ByteDance Mengajukan Tuntutan Sebesar USD1,1 Juta
ByteDance, perusahaan induk TikTok, baru-baru ini mengajukan tuntutan hukum kepada mantan anak magangnya dengan nilai sebesar USD1,1 juta atau sekitar Rp 17,4 miliar. Tuntutan ini muncul sebagai akibat dari sabotase yang dilakukan oleh mantan anak magang terhadap sistem kecerdasan buatan (AI) milik ByteDance.
Kasus Tian Keyu dan Dampaknya di China
Tian Keyu, yang merupakan mantan anak magang ByteDance, diduga melakukan penyerangan terhadap large language model (LLM) sistem AI perusahaan tersebut. Kasus ini menciptakan kehebohan di China, terutama karena negara tersebut sedang berupaya mengembangkan teknologi AI secara independen tanpa bergantung pada teknologi dari Amerika Serikat.
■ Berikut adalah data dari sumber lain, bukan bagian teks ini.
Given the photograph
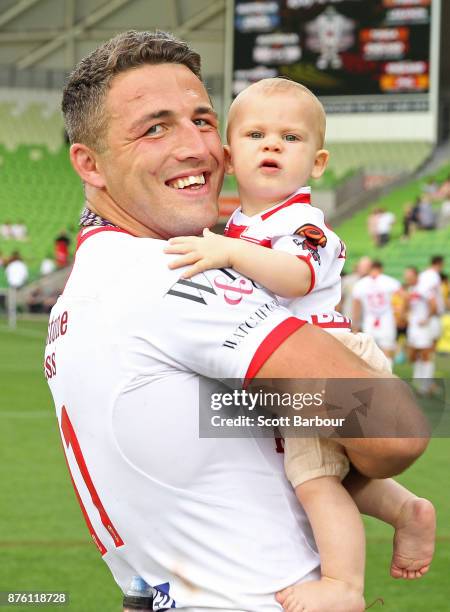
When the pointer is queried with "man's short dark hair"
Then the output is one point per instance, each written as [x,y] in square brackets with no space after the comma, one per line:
[83,102]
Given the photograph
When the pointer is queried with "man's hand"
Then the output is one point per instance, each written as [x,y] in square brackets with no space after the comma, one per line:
[211,251]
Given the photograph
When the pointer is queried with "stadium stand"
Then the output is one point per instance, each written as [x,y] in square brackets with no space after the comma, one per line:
[398,254]
[387,158]
[38,185]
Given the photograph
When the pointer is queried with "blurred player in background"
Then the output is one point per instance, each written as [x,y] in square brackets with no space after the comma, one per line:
[421,309]
[372,308]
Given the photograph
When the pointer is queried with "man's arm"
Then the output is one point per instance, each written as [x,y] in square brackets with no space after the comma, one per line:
[315,357]
[282,273]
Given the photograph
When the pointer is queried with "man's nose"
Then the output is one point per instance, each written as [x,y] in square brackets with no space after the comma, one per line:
[191,143]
Tuntutan Hukum dan Gugatan di Pengadilan Distrik Haidian
Menurut laporan Legal Weekly, media yang didukung oleh pemerintah China, tuntutan sebesar USD1,1 juta tertera dalam dokumen gugatan yang diajukan di Pengadilan Distrik Haidian, Beijing, China. Kasus hukum antara perusahaan dan mantan anak magang ini menjadi sorotan karena jarang terjadi di China.
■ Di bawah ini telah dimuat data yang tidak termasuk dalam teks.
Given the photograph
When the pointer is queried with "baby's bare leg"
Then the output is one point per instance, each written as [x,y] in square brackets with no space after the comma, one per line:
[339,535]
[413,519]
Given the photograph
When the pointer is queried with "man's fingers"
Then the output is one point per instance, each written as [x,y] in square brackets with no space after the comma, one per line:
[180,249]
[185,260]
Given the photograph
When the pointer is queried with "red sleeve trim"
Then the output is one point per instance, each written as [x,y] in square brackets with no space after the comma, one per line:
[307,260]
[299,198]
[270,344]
Pentingnya Pelatihan LLM AI di Kalangan Raksasa Teknologi China
Pelatihan dalam pengembangan large language model (LLM) AI menjadi sangat penting di kalangan perusahaan teknologi China saat ini. Teknologi yang dimiliki oleh ByteDance diklaim mampu menghasilkan teks, gambar, dan output lainnya dari data yang besar.
Peran Tian Keyu dalam Kasus Sabotase AI
Tian Keyu, yang merupakan mahasiswa pascasarjana di Peking University, diduga secara sengaja melakukan sabotase terhadap LLM AI milik ByteDance. Dia diduga memanipulasi kode dan melakukan modifikasi tanpa izin, yang berdampak pada kerugian perusahaan.
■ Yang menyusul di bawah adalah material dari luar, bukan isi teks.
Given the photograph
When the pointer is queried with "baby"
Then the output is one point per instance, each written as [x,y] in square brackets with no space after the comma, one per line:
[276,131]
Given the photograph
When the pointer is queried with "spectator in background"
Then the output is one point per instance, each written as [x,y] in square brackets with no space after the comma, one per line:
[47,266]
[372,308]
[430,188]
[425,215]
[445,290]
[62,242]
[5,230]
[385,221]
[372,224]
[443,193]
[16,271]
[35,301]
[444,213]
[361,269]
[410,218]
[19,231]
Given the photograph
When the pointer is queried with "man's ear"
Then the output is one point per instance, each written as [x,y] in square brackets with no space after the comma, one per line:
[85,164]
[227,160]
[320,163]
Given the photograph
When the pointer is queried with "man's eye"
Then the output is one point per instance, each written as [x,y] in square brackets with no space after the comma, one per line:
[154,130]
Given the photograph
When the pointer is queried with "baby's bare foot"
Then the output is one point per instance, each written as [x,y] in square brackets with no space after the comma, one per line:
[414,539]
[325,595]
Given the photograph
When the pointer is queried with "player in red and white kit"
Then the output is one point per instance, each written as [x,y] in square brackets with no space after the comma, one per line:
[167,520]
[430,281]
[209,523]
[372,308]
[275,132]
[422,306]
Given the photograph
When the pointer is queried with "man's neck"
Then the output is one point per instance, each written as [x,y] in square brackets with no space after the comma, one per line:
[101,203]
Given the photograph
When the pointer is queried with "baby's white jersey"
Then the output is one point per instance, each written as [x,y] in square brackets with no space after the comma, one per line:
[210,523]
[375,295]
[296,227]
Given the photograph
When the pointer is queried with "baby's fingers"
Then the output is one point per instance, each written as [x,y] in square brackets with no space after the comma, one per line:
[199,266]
Penanganan Kasus oleh ByteDance
Pada Oktober lalu, ByteDance mengumumkan pengeluaran Tian Keyu dari perusahaan pada bulan Agustus sebelumnya. Meskipun ada rumor yang menyebutkan kerugian perusahaan mencapai jutaan dolar AS dan berdampak pada lebih dari 8.000 unit GPU, ByteDance menegaskan bahwa hal tersebut berlebihan.
Kesimpulan
Dengan kasus ini, terlihat betapa pentingnya perlindungan terhadap teknologi dan kekayaan intelektual perusahaan. Tindakan sabotase dapat menimbulkan kerugian besar bagi perusahaan dan juga merusak reputasi anak magang yang bertanggung jawab. Semoga kasus ini dapat menjadi pembelajaran bagi semua pihak untuk lebih memperhatikan keamanan data dan informasi.